Kekhawatiran yang sama juga diutarakan Pakar Otonomi Daerah, Ryaas Rasyid. Ia menilai terdapat bayang-bayang para kepala daerah akan mendekam dalam jeruji besi KPK.
Ia menuturkan terdapat beberapa regulasi yang ditabrak pemerintah dalam hal ini kebijakan Mendagri. Selain APBD 2018 tidak ada anggaran yang dimasukkan untuk membayar THR dan gaji ke-13, yang lebih menohok yakni pada poin 6 dan 7 dalam Surat Edaran (SE) Kemendagri No.903/3387/SJ tertanggal 30 Mei 2018.
Pada poin 6 dan 7 tertulis sebagai berikut:

6. Bagi daerah yang belum menyediakan/tidak cukup tersedia anggaran THR dan Gaji Ketiga Belas dalam APBD TA 2018, Pemerintah Daerah segera menyediakan anggaran THR dan Gaji Ketiga Belas dimaksud dengan cara melakukan penggeseran anggaran yang dananya bersumber dan Belanja Tidak Terduga, penjadwalan ulang kegiatan, dan/atau menggunakan kas yang tersedia.

Selanjutnya, bagi daerah yang tersedia anggaran dalam APBD TA 2018 tetapi menggunakan nomenklatur anggaran ‘Gaji Ketiga Belas’ dan ‘Gaji Keempat Belas’ supaya melakukan penyesuaian nomenklatur anggaran menjadi ‘Tunjangan Hari Raya’ dan ‘Gaji Ketiga Belas’.

7. Penyediaan anggaran THR dan Gaji Ketiga Belas atau penyesuaian nomenklatur anggaran sebagaimana tersebut pada angka 6, dilakukan dengan cara merubah Penganggaran APBD TA 2018 tanpa menunggu Parubahan APBD TA 2018 yang selanjutnya diberitahukan kepada pimpinan DPRD paling lambat 1 (satu) bulan setelah dilakukan perubahan Penjabaran APBD dimaksud.

“Butir 6 dan 7 surat edaran itu bertentangan dengan prinsip anggaran dan berpotensi dituduh sebagai tindak penyalahgunaan wewenang,” kata Ryaas Rasyid beberapa waktu yang lalu.

Menurut dia, secara etika harus ada musyawarah dan kesepakatan dulu antara pemerintah pusat dan daerah untuk alokasi atau realokasi. “Nggak bisa main surat edaran saja.
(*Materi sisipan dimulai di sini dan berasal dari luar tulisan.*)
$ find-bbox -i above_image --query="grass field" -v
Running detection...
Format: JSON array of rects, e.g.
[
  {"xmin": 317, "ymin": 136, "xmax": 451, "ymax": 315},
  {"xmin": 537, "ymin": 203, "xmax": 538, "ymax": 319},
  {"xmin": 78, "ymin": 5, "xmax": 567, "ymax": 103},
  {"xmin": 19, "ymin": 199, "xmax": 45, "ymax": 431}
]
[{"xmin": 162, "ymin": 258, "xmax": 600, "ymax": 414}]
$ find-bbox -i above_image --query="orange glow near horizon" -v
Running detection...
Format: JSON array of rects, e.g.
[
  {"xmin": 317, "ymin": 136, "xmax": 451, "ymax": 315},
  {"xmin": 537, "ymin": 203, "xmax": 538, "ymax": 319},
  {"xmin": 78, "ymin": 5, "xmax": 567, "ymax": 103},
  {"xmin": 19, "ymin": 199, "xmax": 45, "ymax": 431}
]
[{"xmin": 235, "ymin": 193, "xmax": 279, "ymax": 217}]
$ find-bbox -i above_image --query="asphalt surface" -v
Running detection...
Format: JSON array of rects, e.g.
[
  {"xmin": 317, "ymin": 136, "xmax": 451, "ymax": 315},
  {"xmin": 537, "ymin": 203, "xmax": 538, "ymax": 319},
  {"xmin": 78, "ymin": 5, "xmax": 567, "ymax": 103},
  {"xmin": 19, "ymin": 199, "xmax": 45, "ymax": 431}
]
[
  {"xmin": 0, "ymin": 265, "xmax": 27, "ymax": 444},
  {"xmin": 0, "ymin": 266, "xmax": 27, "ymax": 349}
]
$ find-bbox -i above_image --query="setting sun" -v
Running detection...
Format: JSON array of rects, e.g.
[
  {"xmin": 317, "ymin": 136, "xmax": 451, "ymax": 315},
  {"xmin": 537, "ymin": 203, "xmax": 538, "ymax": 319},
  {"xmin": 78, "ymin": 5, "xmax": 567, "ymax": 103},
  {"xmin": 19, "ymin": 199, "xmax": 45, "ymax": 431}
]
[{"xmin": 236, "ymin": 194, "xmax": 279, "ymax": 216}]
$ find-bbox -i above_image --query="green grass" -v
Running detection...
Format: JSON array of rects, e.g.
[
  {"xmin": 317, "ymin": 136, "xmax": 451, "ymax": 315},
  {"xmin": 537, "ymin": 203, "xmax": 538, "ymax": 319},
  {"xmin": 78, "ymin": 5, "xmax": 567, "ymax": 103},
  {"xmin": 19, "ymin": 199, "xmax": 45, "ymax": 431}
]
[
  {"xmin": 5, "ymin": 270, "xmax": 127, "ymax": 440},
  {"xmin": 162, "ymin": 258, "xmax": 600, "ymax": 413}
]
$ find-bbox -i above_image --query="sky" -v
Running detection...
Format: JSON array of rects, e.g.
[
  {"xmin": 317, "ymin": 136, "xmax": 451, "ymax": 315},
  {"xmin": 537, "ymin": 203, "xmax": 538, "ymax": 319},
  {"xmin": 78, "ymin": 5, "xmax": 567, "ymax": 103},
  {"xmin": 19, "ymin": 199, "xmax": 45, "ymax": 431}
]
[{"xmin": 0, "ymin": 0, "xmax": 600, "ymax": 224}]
Pemerintah itu ada etika dan peraturan,” tegas dia.

Hal tersebutpun diamini Pakar Hukum Tata Negara, Margarito Kamis. Ia menegaskan, pembayaran THR dan gaji 13 tidak dapat dipecahkan dengan cara menggeser mata anggaran dalam APBD.

“Bila Pemda mengeser mata anggaran dalam APBD, maka tindakan itu absolut bertentangan dengan hukum. Dapat dipastikan pergeseran itu akan menjadi temuan oleh BPK,” kata dia.

Sebab ditegaskan Margarito surat edaran menteri dalam negeri tidak memiliki kapasitas hukum, sehingga tidak bisa dijadikan dasar hukum oleh Pemda menggeser anggaran.
“Bila Pemda memaksakan diri, maka potensi munculnya tindak pidana korupsi,” kata dia

Sementara koordinator Aliansi Lembaga Analisis Kebijakan dan Anggaran (Alaska) Adri Zulpianto menilai alokasi APBD untuk THR dan gaji 13 PNS sebagai anggaran ilegal.
Kebijakan ini menurut dia sama saja menyediakan lubang kuburan untuk para kepala daerah.

“Ketika kepala daerah mengikuti perintah Mendagri, maka kepala daerah menjadi target makanan empuk aparat hukum seperti KPK,” kata dia dalam keterangan tertulis.
Hal ini menurut dia, lantaran jika THR dan gaji ke-13 di pusat, anggaran disediakan oleh Pemerintah Pusat. Sedangkan THR maupun gaji ke-13 untuk pemda, alokasi anggaran disuruh cari sendiri dalam APBD.